Fig. 8. GCA-neutralizing antibody (GCA-NAb) improves adipose tissue inflammation and insulin sensitivity in obese mice.

a–c Inflammatory gene expression in eWAT(a), liver(b) and adipocyte(c) from DIO mice treated with PBS or different concentrations of GCA-NAb for 2 months (n = 6). d F4/80 immunohistochemistry and flow analyses of macrophage in eWAT from DIO mice treated with PBS or different concentrations of GCA-NAb for 2 months (n = 3). e Gene expression in SVF from diet-induced obesity (DIO) mice treated with PBS or different concentrations of GCA-NAb for 2 months (n = 6). f Flow cytometry analysis of CD4+Tbet+ Th1 cells and CD4+Foxp3+ Treg cells in eWAT from DIO mice treated with PBS or different concentrations of GCA-NAb for 2 months (n = 3). g–i Fasting blood glucose, fasting insulin and HOMA-IR index of DIO mice treated with PBS or different concentrations of GCA-NAb for 2 months (n = 6). j–k GTT and ITT of DIO mice treated with PBS or different concentrations GCA-NAb for 2 months (n = 6). The values for the GTT graph are the absolute measured blood glucose concentrations, but for the ITT graph, the values for each different group represent the percentage of the initial measured blood glucose concentration at time 0 for that group. l AUC of ITT, in which the values of the y-axis are the absolute measured blood glucose concentrations (n = 6). Data are presented as means ± SEM. n indicates the number of biologically independent samples examined. Statistical analysis was assessed by one-way ANOVA with Tukey’s multiple-comparison test and significant differences were indicated with p values. Source data are provided as a Source Data File.

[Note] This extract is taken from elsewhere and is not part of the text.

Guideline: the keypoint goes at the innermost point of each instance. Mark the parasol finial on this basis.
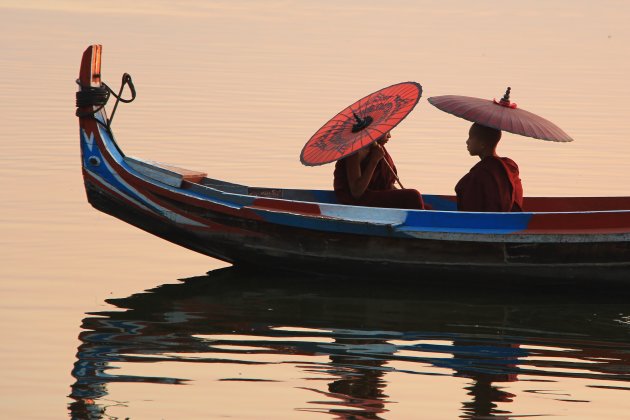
(505, 101)
(506, 97)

Fig. 9. Scheme of myeloid-derived grancalcin instigates obesity-induced insulin resistance and metabolic inflammation.

Obesity induces neutrophils and monocytes-macrophages producing copious amount of GCA. And GCA binds to the Prohibitin-2 (PHB2) receptor on adipocytes and activated the innate and adaptive immune response of adipocytes via PAK1-nuclear factor kappa-B (NF-κB) signaling pathway, thus provoking initiates adipose tissue inflammation and insulin resistance. This diagram was created with MedPeer.com.